The action was brought to recover for the breach of an alleged contract to employ plaintiff as a salesman for a year from February 15, 1913, at $3,000 per annum. The contract is in a letter, which reads:
“We herewith beg to confirm arrangement whereby you are to cover the Western territory for us with the retail trade, salary to be at the rate of $3,000 per annum, and your services to commence on February 15th, unless it is your judgment that it will be wise to start out a little earlier than this; in the meantime we would thank you to unofficially spend as much time as you care to in getting acquainted with our merchandise and mapping out a plan for the future. Trusting that the arrangement will be permanent and to our mutual benefit, we remain.”
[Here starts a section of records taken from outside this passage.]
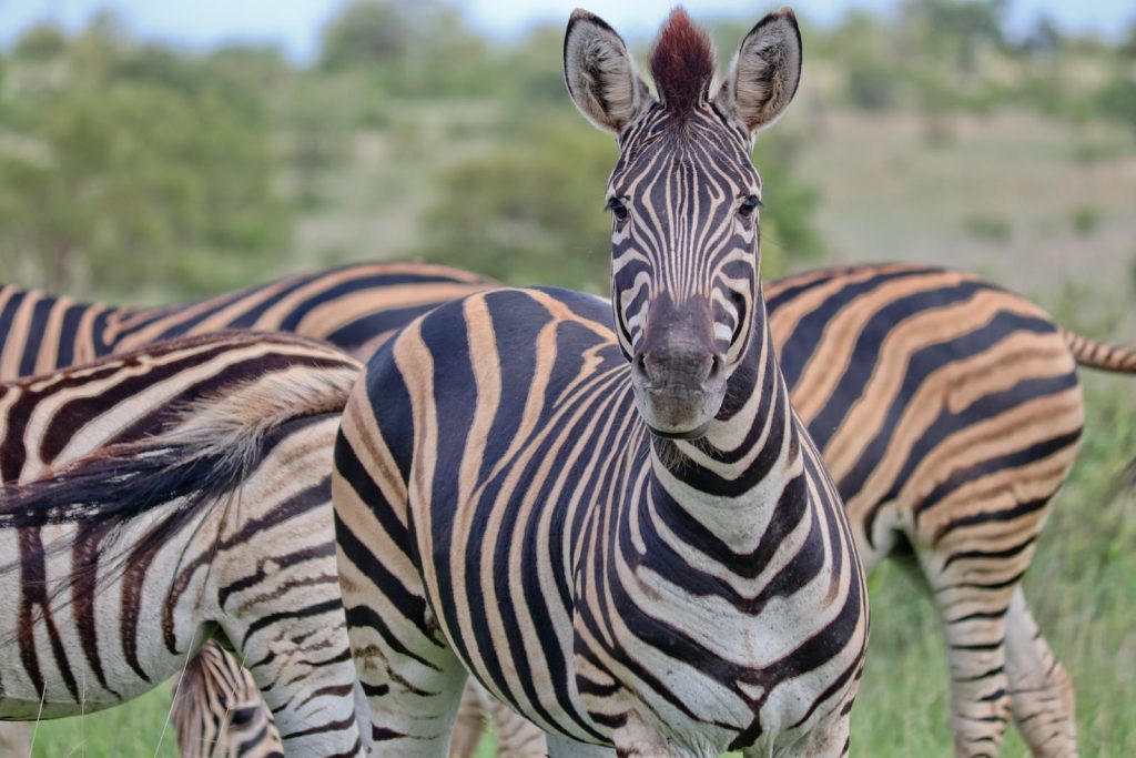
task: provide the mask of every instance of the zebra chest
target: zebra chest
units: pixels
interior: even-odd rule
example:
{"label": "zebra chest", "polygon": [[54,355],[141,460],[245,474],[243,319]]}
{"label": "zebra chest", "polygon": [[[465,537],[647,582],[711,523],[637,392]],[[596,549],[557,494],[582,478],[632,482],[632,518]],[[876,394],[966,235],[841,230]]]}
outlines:
{"label": "zebra chest", "polygon": [[768,555],[728,559],[629,520],[577,574],[574,674],[591,720],[620,743],[627,730],[654,734],[648,755],[772,750],[812,728],[854,657],[828,661],[845,633],[832,624],[843,592],[822,519],[805,513]]}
[1] All parol negotiations prior to the signing of the above letter are merged therein. Wightman v. N. Y. Life Ins. Co., 119 App. Div. 496, 498, 104 N. Y. Supp. 214. Because of a change in defendant’s plans, plaintiff was discharged on March 15th.- At the close of plaintiff’s case, defendant moved to dismiss; the motion was denied, and defendant excepted.
[2] A hiring at the rate of so much per year, no time being specified, is an indefinite hiring; and such a hiring is a hiring at will, and may be terminated at any time by either party. Martin v. Insurance Co., 148 N. Y. 117, 121, 42 N. E. 416; United States v. U. S. Fidelity & Guaranty Co., 139 App. Div. 262, 264, 123 N. Y. Supp. 938; Outerbridge v. Campbell, 87 App. Div. 597, 599, 84 N. Y. Supp. 537; Granger v. American Brewing Co., 25 Misc. Rep. 701, 702, 55 N Y. Supp. 695.
Judgment reversed, with costs, and complaint dismissed, with costs. All concur.